Markov processes and generalized Schroedinger equations

TL;DR

This paper develops a framework linking Markov processes with generalized Schrödinger equations, extending Nelson's stochastic mechanics to include Levy processes and providing new insights into their mathematical structure.

Contribution

It introduces a method to derive Hamiltonians of generalized Schrödinger equations from Markov process generators using Doob transformations and Dirichlet forms, broadening stochastic mechanics.

Findings

Established a connection between stationary wave functions and Markov processes.

Extended Nelson's stochastic mechanics to Levy-type processes.

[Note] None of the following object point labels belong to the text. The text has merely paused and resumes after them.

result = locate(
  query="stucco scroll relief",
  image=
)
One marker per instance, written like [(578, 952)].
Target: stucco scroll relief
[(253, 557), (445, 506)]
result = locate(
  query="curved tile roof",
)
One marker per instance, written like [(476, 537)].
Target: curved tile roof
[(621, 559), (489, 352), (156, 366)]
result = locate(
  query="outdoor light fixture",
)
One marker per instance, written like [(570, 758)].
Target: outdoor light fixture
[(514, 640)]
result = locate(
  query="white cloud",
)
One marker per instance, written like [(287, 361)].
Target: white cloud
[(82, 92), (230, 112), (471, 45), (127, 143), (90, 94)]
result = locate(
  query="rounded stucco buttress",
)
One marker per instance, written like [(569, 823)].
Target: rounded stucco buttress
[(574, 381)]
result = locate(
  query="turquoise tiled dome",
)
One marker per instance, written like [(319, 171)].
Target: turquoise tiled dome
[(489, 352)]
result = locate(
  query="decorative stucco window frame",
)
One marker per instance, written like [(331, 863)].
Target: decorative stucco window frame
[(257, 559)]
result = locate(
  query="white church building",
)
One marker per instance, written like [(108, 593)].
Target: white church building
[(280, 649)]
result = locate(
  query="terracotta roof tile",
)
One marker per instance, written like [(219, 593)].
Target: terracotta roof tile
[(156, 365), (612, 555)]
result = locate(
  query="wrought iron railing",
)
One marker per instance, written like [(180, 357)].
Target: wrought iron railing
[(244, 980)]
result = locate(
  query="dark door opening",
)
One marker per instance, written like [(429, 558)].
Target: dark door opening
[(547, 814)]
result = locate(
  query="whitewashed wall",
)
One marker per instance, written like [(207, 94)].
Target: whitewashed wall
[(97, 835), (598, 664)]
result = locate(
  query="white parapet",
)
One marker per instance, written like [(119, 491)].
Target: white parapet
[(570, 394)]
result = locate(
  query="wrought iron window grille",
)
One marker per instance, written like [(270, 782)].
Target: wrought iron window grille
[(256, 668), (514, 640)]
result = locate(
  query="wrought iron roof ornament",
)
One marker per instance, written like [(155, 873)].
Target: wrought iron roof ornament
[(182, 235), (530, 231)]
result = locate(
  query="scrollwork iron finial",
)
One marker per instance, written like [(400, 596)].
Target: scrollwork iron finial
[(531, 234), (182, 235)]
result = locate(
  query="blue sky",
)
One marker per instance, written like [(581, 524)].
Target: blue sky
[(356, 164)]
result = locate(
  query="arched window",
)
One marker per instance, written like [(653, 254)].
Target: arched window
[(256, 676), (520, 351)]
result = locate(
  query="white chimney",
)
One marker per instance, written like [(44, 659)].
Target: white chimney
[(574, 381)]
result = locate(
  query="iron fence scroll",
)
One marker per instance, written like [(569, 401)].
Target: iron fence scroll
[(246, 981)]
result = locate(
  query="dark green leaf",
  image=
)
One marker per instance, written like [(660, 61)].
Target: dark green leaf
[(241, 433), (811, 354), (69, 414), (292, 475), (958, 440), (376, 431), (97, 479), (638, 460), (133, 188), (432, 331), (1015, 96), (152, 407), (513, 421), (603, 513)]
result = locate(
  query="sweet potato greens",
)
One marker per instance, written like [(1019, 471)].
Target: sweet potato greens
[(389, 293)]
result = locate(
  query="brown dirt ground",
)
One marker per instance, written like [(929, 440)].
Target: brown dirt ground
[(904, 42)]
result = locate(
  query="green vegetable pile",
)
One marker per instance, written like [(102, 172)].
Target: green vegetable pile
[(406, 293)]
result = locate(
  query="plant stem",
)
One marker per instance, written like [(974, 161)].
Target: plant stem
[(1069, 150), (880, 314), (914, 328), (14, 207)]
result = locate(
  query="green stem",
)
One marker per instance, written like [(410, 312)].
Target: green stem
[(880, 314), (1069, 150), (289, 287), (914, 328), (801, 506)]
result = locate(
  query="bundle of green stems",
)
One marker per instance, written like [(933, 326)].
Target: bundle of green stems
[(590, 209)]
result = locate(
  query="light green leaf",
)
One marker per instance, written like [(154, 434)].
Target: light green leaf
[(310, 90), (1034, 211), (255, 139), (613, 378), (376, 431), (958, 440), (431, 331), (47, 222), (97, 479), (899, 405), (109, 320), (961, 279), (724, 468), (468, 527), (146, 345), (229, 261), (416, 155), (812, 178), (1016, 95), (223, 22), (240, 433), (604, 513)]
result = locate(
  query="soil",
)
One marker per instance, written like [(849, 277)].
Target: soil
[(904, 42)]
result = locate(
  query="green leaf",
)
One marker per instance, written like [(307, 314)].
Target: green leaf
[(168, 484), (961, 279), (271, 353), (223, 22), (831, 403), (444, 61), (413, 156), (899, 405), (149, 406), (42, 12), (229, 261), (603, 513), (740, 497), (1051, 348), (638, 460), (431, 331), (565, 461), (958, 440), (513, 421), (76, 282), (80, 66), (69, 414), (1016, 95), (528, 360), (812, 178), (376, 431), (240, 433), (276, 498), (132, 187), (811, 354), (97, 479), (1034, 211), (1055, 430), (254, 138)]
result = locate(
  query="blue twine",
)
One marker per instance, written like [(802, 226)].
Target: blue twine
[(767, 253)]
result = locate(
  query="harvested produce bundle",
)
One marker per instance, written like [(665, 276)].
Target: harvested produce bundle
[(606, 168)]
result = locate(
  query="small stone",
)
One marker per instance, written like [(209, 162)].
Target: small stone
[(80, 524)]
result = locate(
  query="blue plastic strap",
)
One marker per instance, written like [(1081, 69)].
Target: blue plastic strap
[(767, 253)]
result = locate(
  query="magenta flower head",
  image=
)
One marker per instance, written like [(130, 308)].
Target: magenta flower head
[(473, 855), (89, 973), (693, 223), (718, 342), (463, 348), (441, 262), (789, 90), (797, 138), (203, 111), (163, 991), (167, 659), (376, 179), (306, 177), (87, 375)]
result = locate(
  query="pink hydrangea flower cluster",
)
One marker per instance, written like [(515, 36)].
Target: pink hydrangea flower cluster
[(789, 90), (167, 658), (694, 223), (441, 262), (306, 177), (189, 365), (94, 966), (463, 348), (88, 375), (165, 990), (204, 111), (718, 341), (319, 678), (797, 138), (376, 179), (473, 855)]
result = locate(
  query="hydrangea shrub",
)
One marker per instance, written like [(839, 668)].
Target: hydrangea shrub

Provided examples involving Cauchy noise and Levy-Schroedinger equations.

Abstract

Starting from the forward and backward infinitesimal generators of bilateral, time-homogeneous Markov processes, the self-adjoint Hamiltonians of the generalized Schroedinger equations are first introduced by means of suitable Doob transformations. Then, by broadening with the aid of the Dirichlet forms the results of the Nelson stochastic mechanics, we prove that it is possible to associate bilateral, and time-homogeneous Markov processes to the wave functions stationary solutions of our generalized Schroedinger equations. Particular attention is then paid to the special case of the Levy-Schroedinger equations and to their associated Levy-type Markov processes, and to a few examples of Cauchy background noise.